Mr Nicholson said Brylee was not screaming or crying but was yelling out and "just being a baby, normal baby stuff".
"If she had been crying, we would have got the pram and pushed it outside. We do that because it's unfair on people. We understand that.
"There were people there saying what a happy baby we had."
When Mr Nicholson and his wife asked why the request had been made, they were told that they weren't comforting their baby, and there were customers who wanted to have a "relaxing peaceful environment".
"I was absolutely brassed off. I was fuming to be honest. She didn't need comforting. If she was crying, we would have left.
"That someone would ask you to take a baby outside for making too much noise at a cafe at 9 o'clock in the morning - it was absolutely bizarre."
Mr Nicholson said he and his wife took Brylee to cafes in Auckland every weekend and they had never before struck any problems, either with her or his other three children.
Providores Urban Foodstore owner and chef Robin Feron said the family was asked to take their daughter outside because of the level of noise she was making. "We ask people to be respectful of all the other patrons in the place.
"It's not about the child, it's about [the parents].
"The child was [making a loud noise] over and over again for about 10 minutes.

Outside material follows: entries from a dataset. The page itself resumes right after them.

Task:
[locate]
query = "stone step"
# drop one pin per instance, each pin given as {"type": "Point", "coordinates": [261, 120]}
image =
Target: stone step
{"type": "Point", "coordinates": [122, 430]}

It's a natural child thing to do that. It's up to the parent to make sure the child isn't annoying other patrons."
Mr Feron, who has been in the hospitality industry for more than 20 years and run several establishments, said similar incidents happened "all the time".
"It's about the comfort of all our patrons, not just one. The patrons will walk out. Why would you walk into a place with a noisy kid if you want to sit around and talk and read the paper?
"All we are trying to do is provide a service and nice atmosphere for everyone. It's not about us kicking a 1-year-old child out."
Mr Feron said a sign posted at the cafe asked for children to be seated and supervised.
"There's an adage that 'our cafe is child-friendly as long as your child is cafe-friendly'.
"I'd like to put that up in 10ft letters. Ninety-nine per cent of parents are great."
Cafes and restaurants are within their rights to ask a party to take their child away if they are causing a disturbance, according to Consumer.
But restaurants can't refuse to let someone in just because they have a child with them.
Alan Sciascia, the Bay of Plenty regional manager for Hospitality New Zealand, said cafe proprietors faced "a careful balance" to ensure that customers weren't unnecessarily offended and affected.
"Generally cafe owners and operators are very accepting [of children and babies]. It's another part of running a business.
"There are a number of cafes that specialise and cater for children and babies; they have areas set aside [for kids].
"There are others that prefer not to cater for that. It comes down to everybody being reasonable."
Mr Sciascia advised parents visiting a new cafe to ask at the counter whether the cafe catered for children or felt comfortable with hosting children.